A bill under consideration in the California legislature would entitle restaurants to some of the information that’s collected about customers who order delivery through a third-party service.
The measure is the latest in a recent wave of proposals aimed at regulating the activities of the services, which generated about $10 billion in sales for 2018, according to Technomic. The Illinois Restaurant Association is reportedly pushing the legislature in its state to set food safety standards for Grubhub, Uber Eats and similar meal deliverers. Rhode Island is considering a measure that would prohibit the services from listing a restaurant on their marketplace-style apps without first securing the permission of the restaurant. New York state is looking at capping commission fees, which can run as high as 30%. New York City has investigated allegations that some services charge restaurants a fee for informational calls that don’t result in an order being placed.
The initiatives underscore the love-hate relationship between restaurants and the services, which often expand an establishment’s marketing scope to consumers who are regular users of the third parties’ apps but may not be familiar with the restaurants listed. The high fees charged as a commission on delivery orders is one of the major flashpoints, along with the services’ refusal to share information about customers. They argue that users of their apps are their customers, not the restaurants’, and that they are therefore entitled to hold and analyze the data. Restaurants counter that inaccessibility to the data hampers their efforts to market to those fans of their food.
The measure introduced in the California Assembly last week by Lorena Gonzalez, D-San Diego, would oblige the services to provide a restaurant upon request with some information about a consumer who orders delivery from the place via the third party’s app or website. The mandated data would include the customer’s email address, telephone number, delivery address and order history with the restaurant submitting the request.
The information would cover all transactions, going back as far as the service has offered delivery from the restaurant in question.
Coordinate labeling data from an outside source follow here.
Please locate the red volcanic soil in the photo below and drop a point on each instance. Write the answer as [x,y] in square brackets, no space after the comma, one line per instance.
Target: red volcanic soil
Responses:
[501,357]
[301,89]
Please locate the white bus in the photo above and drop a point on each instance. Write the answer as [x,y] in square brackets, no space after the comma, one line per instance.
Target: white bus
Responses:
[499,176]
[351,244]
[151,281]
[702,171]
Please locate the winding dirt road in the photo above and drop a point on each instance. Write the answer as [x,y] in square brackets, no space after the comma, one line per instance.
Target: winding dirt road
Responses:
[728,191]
The bill would require that the data be provided within 30 days of the request, but the information could be requested only once every year.
The info-sharing requirement would apply to any restaurant whose food was being delivered by a third-party service, regardless of whether the arrangement was struck via a signed contract.
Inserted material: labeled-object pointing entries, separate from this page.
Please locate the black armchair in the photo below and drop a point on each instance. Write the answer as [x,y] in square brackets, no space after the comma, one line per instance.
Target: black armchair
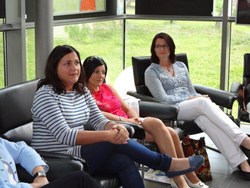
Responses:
[141,63]
[243,90]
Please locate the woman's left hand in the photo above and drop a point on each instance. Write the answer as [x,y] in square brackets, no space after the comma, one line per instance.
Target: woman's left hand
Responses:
[123,135]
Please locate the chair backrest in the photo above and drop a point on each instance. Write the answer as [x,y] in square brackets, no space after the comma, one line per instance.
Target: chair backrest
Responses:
[15,111]
[141,63]
[246,69]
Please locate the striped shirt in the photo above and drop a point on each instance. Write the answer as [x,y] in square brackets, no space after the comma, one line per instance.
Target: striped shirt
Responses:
[58,117]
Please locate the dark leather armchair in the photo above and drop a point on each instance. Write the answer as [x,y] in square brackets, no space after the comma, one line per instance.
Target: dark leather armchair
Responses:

Gonzalez said in a statement that her proposal is intended to provide restaurants with valuable information on the customers they provide with delivered meals instead of letting the middlemen services keep and use that data for their own marketing purposes. “Restaurants shouldn’t fear losing their customers when they don’t agree to the conditions of some multimillion-dollar food delivery app. This bill will put the power back in the hands of small business owners in California,” she said.
“One-on-one engagement—hearing feedback from customers, being responsive to complaints, addressing the quality of service and delivery—it’s critical to ensuring a good experience,” Greg Dulan, owner of Dulan’s Soul Food Kitchen and Hotville Chicken in Los Angeles, said in the statement announcing the bill’s introduction. “It is hard to do that if we don’t know who our customers are—this bill will fix that.”
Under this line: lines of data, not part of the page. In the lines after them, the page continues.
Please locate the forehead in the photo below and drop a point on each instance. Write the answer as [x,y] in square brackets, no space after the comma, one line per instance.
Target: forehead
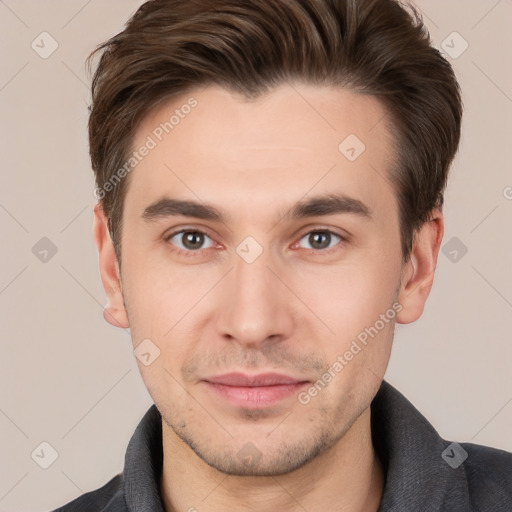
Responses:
[216,145]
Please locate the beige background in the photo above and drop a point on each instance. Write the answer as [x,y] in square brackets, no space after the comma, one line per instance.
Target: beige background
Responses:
[70,379]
The measure apparently has the support of the California Restaurant Association. “The tech platforms who are delivering the food and the restaurants who are preparing it both have a responsibility for the customers’ experience and satisfaction,” CEO Jot Condie said in the announcement. “If we are going to be partners in this, we both need to be part of that communication channel.”
A hearing on Gonzalez’s bill, A.B. 2149, is scheduled for March 11.